A. B. : Que répondez-vous à ceux qui disent que les mathématiques ne servent à rien ?

M. N. : Je leur réponds que les mathématiques sont partout et qu’elles permettent de rendre visible l’invisible, de comprendre le monde dans lequel on vit et de développer la pensée.

Dans tous les domaines, que l’on parle de technologies de l’information et de la communication (TIC), d’économie, de démographie, de l’environnement, il y a des modèles mathématiques.

Si l’essentiel de ce que nous enseignons, c’est comment additionner, comment diviser par une fraction, ce n’est pas suffisant. Nos enfants d’aujourd’hui, les leaders de demain, auront à portée de main toutes les technologies imaginables pour effectuer tous ces « comment ». La barre est donc placée plus haut: il faut enseigner aux enfants à penser mathématiquement, à résoudre des problèmes stimulants, à représenter des notions de façon multiple, à communiquer leurs idées, à modéliser dans la langue mathématique. Bref, il faut cultiver leurs capacités cognitives de plus haut niveau.

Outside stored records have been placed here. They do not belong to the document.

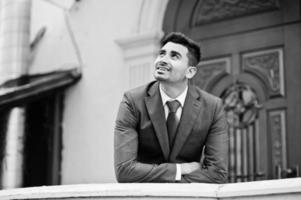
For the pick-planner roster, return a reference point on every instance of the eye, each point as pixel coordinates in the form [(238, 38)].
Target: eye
[(175, 55), (161, 53)]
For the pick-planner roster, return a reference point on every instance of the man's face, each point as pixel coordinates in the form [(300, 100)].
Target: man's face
[(172, 65)]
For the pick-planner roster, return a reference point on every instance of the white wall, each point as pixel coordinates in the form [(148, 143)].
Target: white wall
[(95, 35), (91, 105)]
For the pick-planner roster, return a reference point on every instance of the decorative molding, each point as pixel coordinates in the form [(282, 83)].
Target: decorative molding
[(269, 63), (18, 91), (277, 127), (209, 69), (211, 11)]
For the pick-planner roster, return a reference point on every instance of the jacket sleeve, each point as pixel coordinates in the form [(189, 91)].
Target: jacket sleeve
[(214, 168), (127, 168)]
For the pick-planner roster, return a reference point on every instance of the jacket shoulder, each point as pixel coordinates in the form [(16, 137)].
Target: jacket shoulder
[(139, 92)]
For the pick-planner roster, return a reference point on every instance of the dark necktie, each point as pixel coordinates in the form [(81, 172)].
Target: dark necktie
[(172, 122)]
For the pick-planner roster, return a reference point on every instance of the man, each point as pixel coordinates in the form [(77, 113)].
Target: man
[(163, 127)]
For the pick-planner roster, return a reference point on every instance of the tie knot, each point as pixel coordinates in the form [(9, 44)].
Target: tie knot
[(173, 105)]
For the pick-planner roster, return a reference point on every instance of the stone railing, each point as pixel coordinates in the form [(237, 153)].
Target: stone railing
[(270, 189)]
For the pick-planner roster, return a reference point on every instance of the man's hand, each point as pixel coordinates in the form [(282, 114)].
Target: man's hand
[(187, 168)]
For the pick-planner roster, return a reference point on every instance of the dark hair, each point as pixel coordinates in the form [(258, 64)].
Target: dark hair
[(194, 51)]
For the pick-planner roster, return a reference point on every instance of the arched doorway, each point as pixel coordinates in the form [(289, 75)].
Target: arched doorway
[(250, 51)]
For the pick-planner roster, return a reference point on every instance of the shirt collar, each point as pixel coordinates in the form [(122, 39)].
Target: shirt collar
[(180, 98)]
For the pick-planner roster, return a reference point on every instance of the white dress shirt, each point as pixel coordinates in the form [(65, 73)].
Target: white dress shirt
[(181, 98)]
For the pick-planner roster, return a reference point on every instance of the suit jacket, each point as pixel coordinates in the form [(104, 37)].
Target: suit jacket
[(141, 146)]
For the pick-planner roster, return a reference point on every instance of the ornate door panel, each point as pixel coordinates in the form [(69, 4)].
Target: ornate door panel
[(251, 58)]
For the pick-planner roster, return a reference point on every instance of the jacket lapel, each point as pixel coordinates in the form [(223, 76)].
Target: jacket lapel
[(156, 112), (190, 113)]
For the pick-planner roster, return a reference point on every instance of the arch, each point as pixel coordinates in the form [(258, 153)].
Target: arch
[(220, 83)]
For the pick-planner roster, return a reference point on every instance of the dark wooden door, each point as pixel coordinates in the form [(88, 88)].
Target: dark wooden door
[(251, 58)]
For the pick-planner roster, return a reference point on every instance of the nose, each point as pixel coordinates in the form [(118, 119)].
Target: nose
[(163, 60)]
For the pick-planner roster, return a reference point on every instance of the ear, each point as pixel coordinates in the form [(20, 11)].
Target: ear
[(191, 71)]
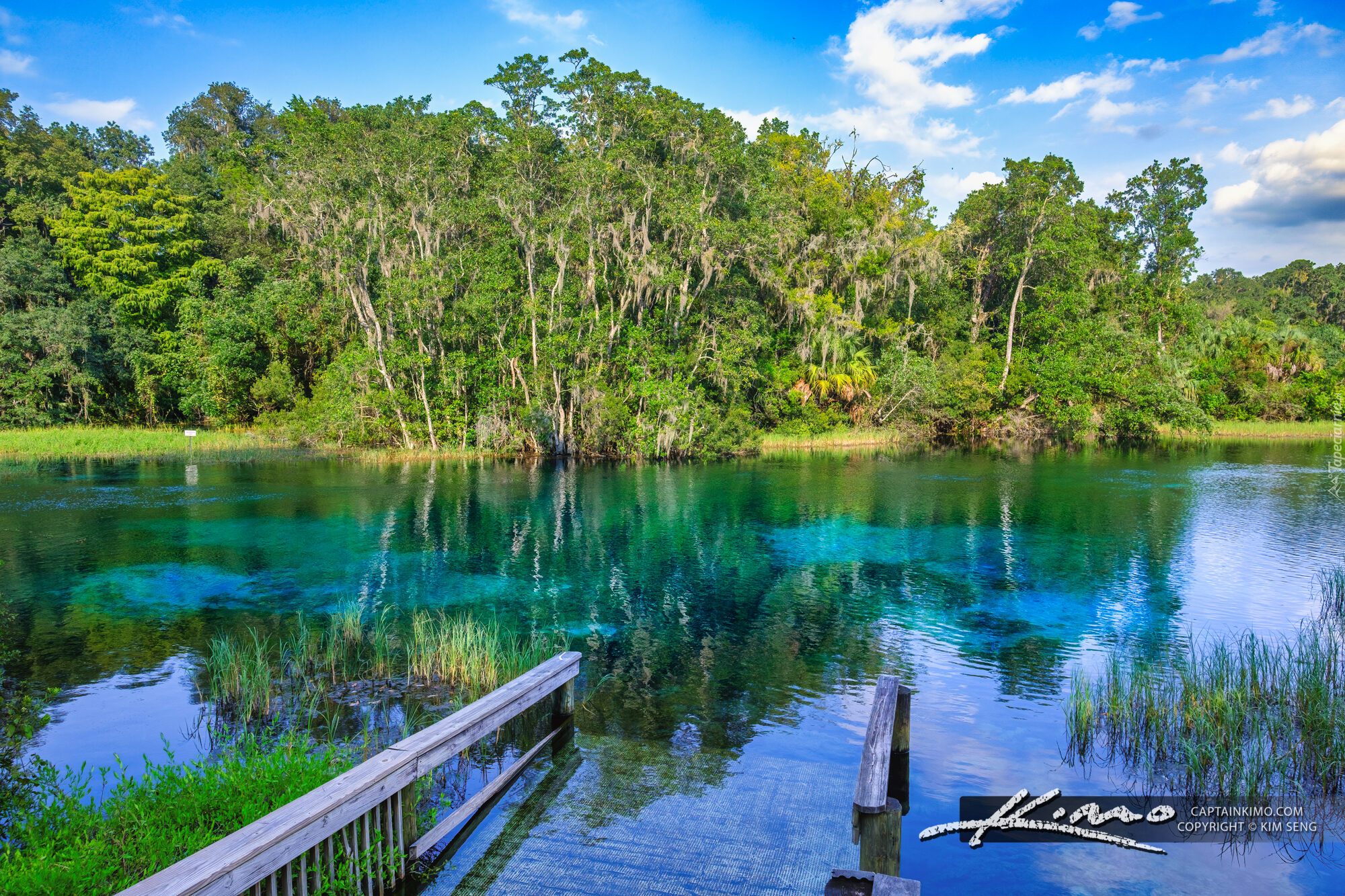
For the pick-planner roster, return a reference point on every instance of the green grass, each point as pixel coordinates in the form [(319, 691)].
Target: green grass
[(773, 443), (72, 844), (114, 443), (1264, 430), (1243, 720)]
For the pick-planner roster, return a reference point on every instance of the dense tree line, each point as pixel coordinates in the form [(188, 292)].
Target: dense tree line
[(605, 267)]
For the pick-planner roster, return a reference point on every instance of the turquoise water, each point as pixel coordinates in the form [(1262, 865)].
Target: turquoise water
[(734, 616)]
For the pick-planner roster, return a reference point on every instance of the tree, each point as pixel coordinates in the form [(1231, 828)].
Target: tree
[(128, 237), (111, 149), (1157, 206), (1036, 198), (224, 118)]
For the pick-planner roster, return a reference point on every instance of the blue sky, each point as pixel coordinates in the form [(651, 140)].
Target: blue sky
[(1253, 89)]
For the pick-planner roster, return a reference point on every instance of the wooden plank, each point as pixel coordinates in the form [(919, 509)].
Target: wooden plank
[(478, 799), (871, 790), (880, 841), (902, 729), (232, 864)]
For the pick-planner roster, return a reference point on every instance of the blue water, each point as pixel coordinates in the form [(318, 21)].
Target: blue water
[(734, 618)]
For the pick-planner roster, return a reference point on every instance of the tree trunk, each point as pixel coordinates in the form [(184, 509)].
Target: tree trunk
[(1013, 310)]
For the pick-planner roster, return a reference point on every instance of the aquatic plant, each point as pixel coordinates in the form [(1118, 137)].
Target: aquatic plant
[(1245, 720), (1331, 585), (72, 844), (248, 674)]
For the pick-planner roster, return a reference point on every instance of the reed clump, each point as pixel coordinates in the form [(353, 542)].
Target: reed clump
[(1246, 720), (249, 674), (68, 842)]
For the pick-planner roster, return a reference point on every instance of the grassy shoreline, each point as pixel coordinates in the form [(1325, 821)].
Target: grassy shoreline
[(1261, 430), (127, 443)]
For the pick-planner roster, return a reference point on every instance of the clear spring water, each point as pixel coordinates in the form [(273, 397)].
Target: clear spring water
[(734, 616)]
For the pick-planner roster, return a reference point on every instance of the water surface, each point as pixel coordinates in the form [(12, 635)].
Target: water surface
[(734, 618)]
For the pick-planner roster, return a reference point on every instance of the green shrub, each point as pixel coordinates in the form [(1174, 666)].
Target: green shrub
[(71, 844)]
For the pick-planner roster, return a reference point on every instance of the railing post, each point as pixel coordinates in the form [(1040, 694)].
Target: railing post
[(880, 840), (899, 762), (563, 702), (563, 716), (878, 825)]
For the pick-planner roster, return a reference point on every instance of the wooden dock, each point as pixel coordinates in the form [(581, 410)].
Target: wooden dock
[(358, 830), (882, 798)]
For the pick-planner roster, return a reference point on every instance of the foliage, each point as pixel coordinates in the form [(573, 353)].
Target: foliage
[(128, 237), (607, 268)]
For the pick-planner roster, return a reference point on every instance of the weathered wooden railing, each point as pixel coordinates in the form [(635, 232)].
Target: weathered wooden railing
[(882, 797), (357, 831)]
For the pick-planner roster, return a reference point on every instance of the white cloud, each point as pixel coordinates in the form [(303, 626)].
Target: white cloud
[(753, 120), (99, 112), (1233, 154), (1278, 40), (524, 13), (891, 52), (1278, 108), (11, 26), (1121, 15), (13, 63), (1153, 67), (1291, 182), (1204, 91), (1104, 84), (952, 184), (1106, 115)]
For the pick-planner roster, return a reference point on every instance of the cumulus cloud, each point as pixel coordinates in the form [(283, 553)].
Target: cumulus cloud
[(1278, 108), (1280, 40), (953, 185), (1152, 67), (1104, 84), (98, 112), (13, 63), (1289, 182), (157, 18), (1121, 15), (1108, 115), (891, 53), (524, 13), (751, 122), (1204, 91)]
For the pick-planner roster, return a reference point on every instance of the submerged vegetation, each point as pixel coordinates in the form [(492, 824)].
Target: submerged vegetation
[(256, 676), (1249, 720), (72, 834), (609, 268)]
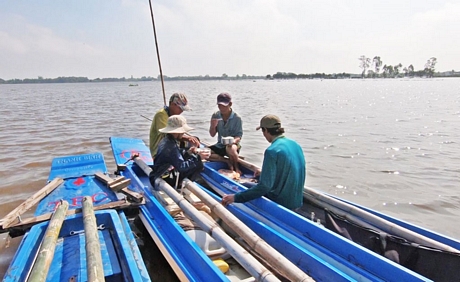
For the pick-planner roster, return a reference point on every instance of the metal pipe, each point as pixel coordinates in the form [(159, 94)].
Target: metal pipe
[(94, 266), (257, 244), (48, 246)]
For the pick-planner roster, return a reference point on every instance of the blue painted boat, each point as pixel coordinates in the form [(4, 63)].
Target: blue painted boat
[(122, 260), (367, 243), (317, 251)]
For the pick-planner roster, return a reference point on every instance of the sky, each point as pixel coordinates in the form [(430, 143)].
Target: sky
[(100, 39)]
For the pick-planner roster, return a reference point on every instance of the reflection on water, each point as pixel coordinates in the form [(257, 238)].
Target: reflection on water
[(391, 145)]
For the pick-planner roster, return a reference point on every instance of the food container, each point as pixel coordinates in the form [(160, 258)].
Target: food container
[(228, 140), (204, 150)]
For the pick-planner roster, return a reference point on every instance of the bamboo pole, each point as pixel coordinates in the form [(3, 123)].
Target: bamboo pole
[(48, 246), (28, 222), (15, 214), (94, 266), (246, 260), (361, 216), (272, 256)]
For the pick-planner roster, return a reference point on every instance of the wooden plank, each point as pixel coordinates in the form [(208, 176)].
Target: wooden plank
[(48, 246), (108, 180), (102, 177), (94, 267), (13, 216), (28, 222), (132, 196), (120, 185)]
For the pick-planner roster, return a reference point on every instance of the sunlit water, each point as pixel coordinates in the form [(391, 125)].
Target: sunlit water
[(391, 145)]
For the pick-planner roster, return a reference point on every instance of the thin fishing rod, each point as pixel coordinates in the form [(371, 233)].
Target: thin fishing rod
[(158, 52)]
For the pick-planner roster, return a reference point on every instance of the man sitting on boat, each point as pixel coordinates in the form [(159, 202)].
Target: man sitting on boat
[(226, 123), (172, 163), (282, 178), (177, 104)]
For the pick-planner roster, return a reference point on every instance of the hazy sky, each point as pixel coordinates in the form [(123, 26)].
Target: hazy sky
[(199, 37)]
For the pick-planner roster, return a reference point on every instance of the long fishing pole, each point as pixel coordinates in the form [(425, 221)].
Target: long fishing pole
[(158, 52)]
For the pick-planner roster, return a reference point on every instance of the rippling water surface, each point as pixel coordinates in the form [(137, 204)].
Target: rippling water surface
[(391, 145)]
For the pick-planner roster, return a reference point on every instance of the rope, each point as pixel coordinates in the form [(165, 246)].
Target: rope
[(158, 52)]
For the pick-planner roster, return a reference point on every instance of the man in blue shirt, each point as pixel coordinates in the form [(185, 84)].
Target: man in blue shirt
[(282, 178)]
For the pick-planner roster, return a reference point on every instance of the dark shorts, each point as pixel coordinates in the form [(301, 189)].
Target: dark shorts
[(221, 151)]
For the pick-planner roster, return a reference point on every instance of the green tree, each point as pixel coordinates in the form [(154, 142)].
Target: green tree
[(364, 64), (430, 66), (377, 64)]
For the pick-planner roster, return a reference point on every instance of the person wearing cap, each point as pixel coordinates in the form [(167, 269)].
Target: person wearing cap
[(177, 104), (225, 123), (282, 177), (172, 163)]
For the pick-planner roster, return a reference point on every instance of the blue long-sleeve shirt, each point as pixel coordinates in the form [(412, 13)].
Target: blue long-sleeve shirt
[(283, 175)]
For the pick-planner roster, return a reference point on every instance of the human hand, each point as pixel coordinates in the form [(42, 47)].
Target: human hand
[(204, 153), (193, 141), (214, 122), (228, 199)]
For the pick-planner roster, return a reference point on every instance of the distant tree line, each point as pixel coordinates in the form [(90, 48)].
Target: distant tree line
[(71, 79), (371, 69), (290, 75), (208, 77)]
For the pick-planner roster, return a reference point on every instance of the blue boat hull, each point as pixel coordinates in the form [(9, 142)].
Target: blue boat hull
[(121, 257), (309, 233), (185, 257)]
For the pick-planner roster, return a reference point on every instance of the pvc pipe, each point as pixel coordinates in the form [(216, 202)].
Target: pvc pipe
[(257, 244), (94, 266), (46, 252)]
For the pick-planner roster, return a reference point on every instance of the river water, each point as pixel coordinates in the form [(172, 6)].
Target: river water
[(391, 145)]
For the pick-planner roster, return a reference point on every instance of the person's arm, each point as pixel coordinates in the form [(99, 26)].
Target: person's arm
[(184, 165), (192, 140), (266, 182), (213, 124), (160, 120), (239, 132)]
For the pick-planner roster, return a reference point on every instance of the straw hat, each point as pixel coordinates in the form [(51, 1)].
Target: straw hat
[(176, 124)]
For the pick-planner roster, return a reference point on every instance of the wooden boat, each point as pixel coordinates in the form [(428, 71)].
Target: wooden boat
[(385, 247), (53, 249), (208, 253)]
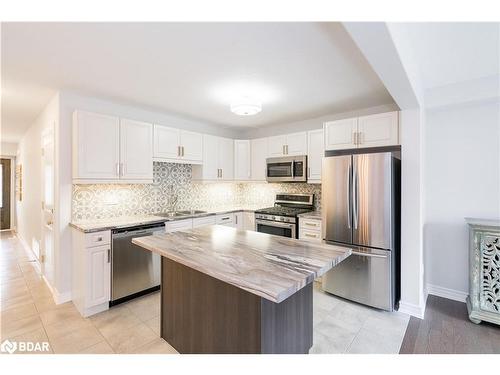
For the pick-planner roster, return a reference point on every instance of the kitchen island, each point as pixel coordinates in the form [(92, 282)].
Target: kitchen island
[(225, 290)]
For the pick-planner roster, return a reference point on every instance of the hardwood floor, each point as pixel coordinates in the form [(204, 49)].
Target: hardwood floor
[(447, 329)]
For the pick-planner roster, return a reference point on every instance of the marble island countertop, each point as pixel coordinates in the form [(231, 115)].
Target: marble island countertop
[(88, 226), (269, 266)]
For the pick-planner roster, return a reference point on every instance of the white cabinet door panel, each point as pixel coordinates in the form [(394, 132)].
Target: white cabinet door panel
[(166, 142), (277, 145), (96, 146), (136, 149), (192, 145), (226, 158), (340, 134), (378, 130), (259, 152), (296, 143), (315, 153), (210, 157), (99, 271), (241, 159)]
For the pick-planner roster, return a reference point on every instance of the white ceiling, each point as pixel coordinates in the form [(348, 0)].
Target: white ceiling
[(454, 52), (298, 70)]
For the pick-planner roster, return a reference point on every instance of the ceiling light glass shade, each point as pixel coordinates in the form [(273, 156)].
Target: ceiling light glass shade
[(246, 107)]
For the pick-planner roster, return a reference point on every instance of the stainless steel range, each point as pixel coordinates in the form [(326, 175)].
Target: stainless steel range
[(281, 219)]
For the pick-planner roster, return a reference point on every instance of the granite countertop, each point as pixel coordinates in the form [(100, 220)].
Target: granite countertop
[(316, 215), (88, 226), (271, 267)]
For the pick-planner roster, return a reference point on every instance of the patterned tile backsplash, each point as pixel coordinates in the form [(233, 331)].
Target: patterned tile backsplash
[(173, 188)]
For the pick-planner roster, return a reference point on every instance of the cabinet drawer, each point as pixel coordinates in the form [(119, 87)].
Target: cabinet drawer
[(309, 235), (224, 219), (173, 226), (202, 221), (98, 238), (310, 224)]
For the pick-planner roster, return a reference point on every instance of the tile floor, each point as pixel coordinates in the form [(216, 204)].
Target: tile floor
[(28, 313)]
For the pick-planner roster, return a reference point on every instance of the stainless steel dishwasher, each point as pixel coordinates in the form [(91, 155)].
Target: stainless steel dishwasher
[(134, 271)]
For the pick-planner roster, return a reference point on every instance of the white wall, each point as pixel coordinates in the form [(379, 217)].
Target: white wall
[(462, 158), (8, 149), (29, 156), (312, 124)]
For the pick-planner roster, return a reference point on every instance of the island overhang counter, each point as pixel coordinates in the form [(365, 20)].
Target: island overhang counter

Mathématiques : le miracle singapourien

Depuis 1995, la cité-État asiatique caracole en tête de tous les classements internationaux en mathématiques. Sa recette ? Une méthode inspirée, en réalité, de nombreuses théories existantes.

À Singapour, les mathématiques sont devenues un sport national. Chaque année, les élèves finissent sur le podium dans presque toutes les catégories : « fractions et sens des nombres », « mesures », « géométrie» et « algèbre». Les prémices remontent à l’indépendance, en 1965. Un virage est pris : les écoles sont équipées de manuels scolaires offerts par les pays occidentaux. C’est à ce moment-là que les Singapouriens découvrent les recherches de Maria Montessori qui a développé l’usage du sensoriel, de Jérome Bruner, l’artisan du passage du concret à l’abstrait, ou de George Pólya qui a travaillé sur une méthodologie de résolution de problèmes.

L’accélération interviendra à la fin des années 70. À cette date, l’apprentissage des mathématiques devient une priorité nationale. Un comité d’experts est chargé d’étudier tout ce qui fonctionne à l’étranger et en particulier dans les pays occidentaux.. Grâce à cette collecte mondiale de bonnes pratiques, ils conçoivent, en 1982, une méthode qui couvre l’enseignement de cette matière tout au long du primaire. Son grand principe: emmener très progressivement les enfants du concret à l’abstrait.

« La méthode en elle-même n’a rien de miraculeux. Sa seule originalité, c’est qu’elle est pensée du début du CP à la fin de 6e, c’est une vision de long terme. On installe progressivement l’abstraction sur plusieurs années. On fait les quatre opérations dès le CP avec des manipulations adaptées à leur âge », explique Jean Nemo, fondateur des éditions La Librairie des Écoles qui commercialisent des manuels en français adaptés de la méthode de Singapour.

Les grands principes

La première étape est celle du concret. Les élèves vont être confrontés aux problèmes mathématiques, grâce à la manipulation d’objets. Par exemple, ils vont apprendre l’addition ou la soustraction en utilisant des cubes ou des fruits.

Vient ensuite la schématisation. Les objets sont représentés par des images ou des schémas.

Enfin, au secondaire, ils sont prêts à sauter dans le grand bain de l’abstraction. « Partout où la méthode est mise en place, les résultats sont là et d’autant plus si les professeurs sont formés », indique Jean Nemo.

Aujourd’hui, une soixantaine de pays l’ont adoptée avec d’excellents résultats. En France, où chaque professeur est libre d’utiliser la méthode d’apprentissage qu’il souhaite, elle s’impose progressivement. Le nombre d’élèves utilisant la méthode est passé de 80 000 en 2016 à 200 000 en 2020.

* Trends in International Mathematics and Science Study (TIMSS).
Une enquête internationale sur les acquis scolaires, coordonnée par l’International Association for the Evaluation of Educational Achievement qui porte sur les mathématiques et les sciences.